To evaluate the CFTR mRNA expression levels, real-time RT PCR was performed on total mRNA extracts of siUpf1 silenced FRT pTRACER-CFTRW1282X cells and of FRT pTRACER-CFTRW1282X cells treated for 24 hours with caffeine (Figure 2-B). We observed that the reduction of Upf1 expression by siRNA induced a significant effect on CFTR expression. Indeed, FRT pTRACER-CFTRW1282X cells, where Upf1 mRNA expression was partially silenced, showed an increase of 38% in CFTR transcript respect to siGFP transfected cells (Figure 2-B). On the other hand, caffeine treatment showed a 1.87-fold change (87%) in CFTR mRNA level (Figure 2-B).

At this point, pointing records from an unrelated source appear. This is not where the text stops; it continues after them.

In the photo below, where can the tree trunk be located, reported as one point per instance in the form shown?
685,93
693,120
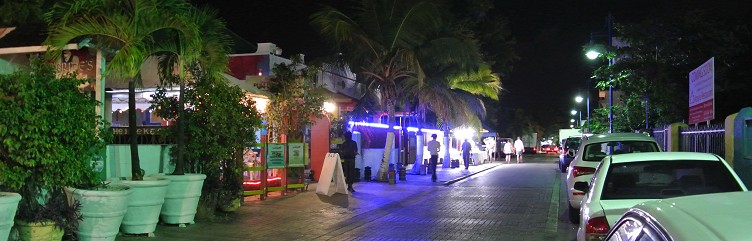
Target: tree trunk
179,163
136,172
385,160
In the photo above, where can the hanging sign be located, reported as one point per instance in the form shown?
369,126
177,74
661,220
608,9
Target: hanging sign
702,92
275,155
295,154
332,179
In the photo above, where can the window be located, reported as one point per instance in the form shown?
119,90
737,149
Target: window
665,179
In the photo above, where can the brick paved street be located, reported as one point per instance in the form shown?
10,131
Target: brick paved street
474,208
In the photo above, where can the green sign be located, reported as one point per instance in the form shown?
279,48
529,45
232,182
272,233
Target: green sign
275,155
296,155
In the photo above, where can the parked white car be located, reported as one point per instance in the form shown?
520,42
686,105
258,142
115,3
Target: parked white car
622,181
591,151
708,217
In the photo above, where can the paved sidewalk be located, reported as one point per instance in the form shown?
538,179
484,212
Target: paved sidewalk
309,216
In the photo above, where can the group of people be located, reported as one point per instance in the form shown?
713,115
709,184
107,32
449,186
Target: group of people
518,148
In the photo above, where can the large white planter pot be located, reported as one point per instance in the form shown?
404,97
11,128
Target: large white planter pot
8,207
102,211
144,205
182,198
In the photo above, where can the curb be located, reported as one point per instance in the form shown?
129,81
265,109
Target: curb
450,182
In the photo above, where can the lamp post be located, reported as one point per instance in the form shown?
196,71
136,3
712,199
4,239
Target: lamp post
592,54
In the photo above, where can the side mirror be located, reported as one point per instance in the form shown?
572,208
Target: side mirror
570,153
581,186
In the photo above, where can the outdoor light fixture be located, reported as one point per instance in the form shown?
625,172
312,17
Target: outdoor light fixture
329,107
384,126
464,133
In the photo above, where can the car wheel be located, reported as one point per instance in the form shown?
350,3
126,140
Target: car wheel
574,214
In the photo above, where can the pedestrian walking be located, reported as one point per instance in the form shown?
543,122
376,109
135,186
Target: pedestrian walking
433,149
466,147
348,151
508,150
519,147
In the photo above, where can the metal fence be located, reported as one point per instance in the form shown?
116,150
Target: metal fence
708,139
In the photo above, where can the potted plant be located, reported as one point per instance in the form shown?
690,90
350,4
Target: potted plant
221,123
50,132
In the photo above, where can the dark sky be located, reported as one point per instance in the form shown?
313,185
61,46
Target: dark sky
550,35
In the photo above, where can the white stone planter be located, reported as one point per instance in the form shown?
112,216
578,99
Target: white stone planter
8,207
182,198
144,205
102,209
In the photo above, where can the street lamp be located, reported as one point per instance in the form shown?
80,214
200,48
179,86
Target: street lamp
579,99
592,54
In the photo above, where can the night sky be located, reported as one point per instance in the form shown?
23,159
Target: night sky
550,36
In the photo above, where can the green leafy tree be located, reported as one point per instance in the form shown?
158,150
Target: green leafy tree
653,70
221,122
295,101
50,132
132,30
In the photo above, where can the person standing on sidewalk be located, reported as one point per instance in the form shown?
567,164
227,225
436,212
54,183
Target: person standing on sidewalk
348,150
433,149
519,147
466,147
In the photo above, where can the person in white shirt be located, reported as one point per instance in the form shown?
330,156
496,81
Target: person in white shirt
508,150
519,148
433,148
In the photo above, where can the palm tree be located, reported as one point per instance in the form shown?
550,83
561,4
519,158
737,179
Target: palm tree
379,39
213,49
133,30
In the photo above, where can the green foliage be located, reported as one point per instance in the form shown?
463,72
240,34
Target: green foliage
295,100
49,134
220,124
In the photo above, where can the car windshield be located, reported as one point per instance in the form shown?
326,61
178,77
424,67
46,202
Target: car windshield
595,152
664,179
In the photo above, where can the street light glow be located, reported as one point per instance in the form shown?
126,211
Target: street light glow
592,54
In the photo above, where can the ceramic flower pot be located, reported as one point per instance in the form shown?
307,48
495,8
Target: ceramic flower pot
8,207
144,205
182,198
102,211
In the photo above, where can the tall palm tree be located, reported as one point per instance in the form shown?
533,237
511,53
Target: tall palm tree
456,99
134,31
213,49
379,39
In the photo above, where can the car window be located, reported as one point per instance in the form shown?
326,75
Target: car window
595,152
573,143
664,179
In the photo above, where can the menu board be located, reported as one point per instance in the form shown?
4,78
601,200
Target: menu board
296,156
275,155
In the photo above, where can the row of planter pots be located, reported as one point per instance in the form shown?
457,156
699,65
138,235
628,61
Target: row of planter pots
131,207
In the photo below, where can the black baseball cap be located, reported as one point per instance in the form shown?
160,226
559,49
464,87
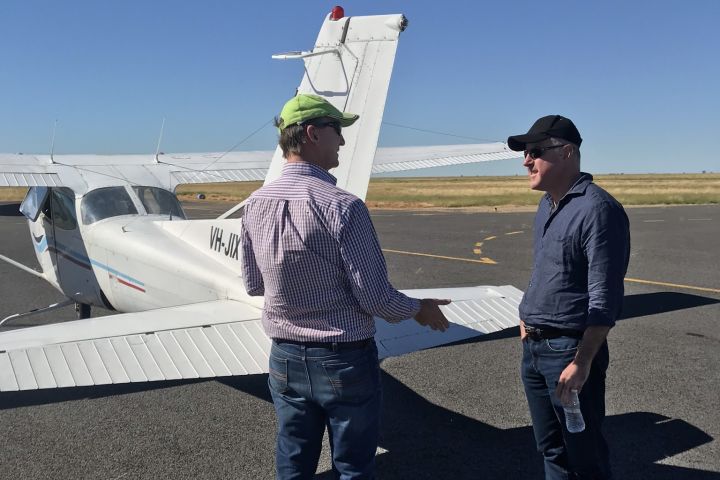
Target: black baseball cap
546,127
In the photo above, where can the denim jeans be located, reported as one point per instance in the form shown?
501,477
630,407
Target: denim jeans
315,388
567,455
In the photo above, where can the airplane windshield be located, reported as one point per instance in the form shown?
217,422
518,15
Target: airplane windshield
159,202
105,203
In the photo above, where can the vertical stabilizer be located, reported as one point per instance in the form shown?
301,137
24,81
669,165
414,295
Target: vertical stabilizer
351,66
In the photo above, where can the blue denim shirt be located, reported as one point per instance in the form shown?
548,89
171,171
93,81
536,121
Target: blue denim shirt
581,255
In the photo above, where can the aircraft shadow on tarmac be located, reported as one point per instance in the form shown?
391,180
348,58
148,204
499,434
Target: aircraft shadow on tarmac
644,304
427,441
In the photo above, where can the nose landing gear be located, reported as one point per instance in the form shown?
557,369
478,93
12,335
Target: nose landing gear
82,310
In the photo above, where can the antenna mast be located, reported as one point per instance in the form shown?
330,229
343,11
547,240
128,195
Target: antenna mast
157,150
52,142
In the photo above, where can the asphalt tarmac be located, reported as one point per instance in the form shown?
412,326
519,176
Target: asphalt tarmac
454,412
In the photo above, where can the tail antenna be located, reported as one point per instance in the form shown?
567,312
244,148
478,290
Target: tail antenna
157,149
52,142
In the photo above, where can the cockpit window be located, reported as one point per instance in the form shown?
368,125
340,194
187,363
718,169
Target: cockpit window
63,208
34,202
105,203
159,202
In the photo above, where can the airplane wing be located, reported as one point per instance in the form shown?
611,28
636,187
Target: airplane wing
210,339
83,173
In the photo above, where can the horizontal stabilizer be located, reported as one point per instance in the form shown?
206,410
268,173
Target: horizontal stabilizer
398,159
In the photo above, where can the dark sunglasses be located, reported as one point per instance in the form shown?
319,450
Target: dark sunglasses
335,126
537,151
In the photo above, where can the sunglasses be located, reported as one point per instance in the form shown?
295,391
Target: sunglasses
335,126
537,151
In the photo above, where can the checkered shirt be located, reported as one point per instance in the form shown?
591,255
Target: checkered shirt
311,249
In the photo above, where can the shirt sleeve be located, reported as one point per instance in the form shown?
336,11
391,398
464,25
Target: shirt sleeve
365,267
607,248
252,277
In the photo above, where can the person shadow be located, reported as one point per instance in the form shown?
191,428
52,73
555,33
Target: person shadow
421,440
426,441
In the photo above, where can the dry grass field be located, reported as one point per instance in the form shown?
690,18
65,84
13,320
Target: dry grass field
449,192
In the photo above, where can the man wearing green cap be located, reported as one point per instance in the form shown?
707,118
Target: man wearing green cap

3.2. Combined Treatment of the NMD pathway Inhibition and Readthrough Induction with NV914 or NV848 TRID Molecules Increases CFTR Expression

To increase the expression of the CFTR protein in FRT pTRACER-CFTRW1282X cells, we combined the two described approaches, by treating the cells with TRIDs (NV848 and NV914) [Pibiri I., 2020] and the NMD pathway inhibitors (siUpf1 and caffeine). The choice of these molecules was made based on our previous results, showing that both NV914 and NV848 molecules were able to rescue CFTR expression and functionality in FRT pTRACER-CFTRW1282X cells [Pibiri I., 2020].
FRT pTRACER-CFTRW1282X cells were treated with 0.75 mM caffeine and 12 μM of NV914 or NV848 for 24 hours. In the alternative, FRT pTRACER-CFTRW1282X cells were transfected with Upf1 siRNA for 72 hours with the addition of the NV914 or NV848 in the last 24 hours. CFTR expression was evaluated by immunofluorescence and Western blot analyses (Figure 3 and Figure 4).
We detected that FRT pTRACER-CFTRW1282X cells showed increased CFTR expression in comparison with the untreated sample after 24 hours of NV914 and NV848 treatment. Moreover, the combined treatment with TRIDs/siUpf1 for 72 hours induced a further increase in CFTR expression (Figure 3 and Figure 4).
The caffeine treatment did not induce CFTR protein expression. Combined TRIDs/caffeine treatment, although it seems to increase CFTR rescue, failed to achieve significance compared to samples treated only with TRIDs.
Western Blot analysis of the UPF1 protein was made to verify UPF1 silencing efficiency (Figure 4).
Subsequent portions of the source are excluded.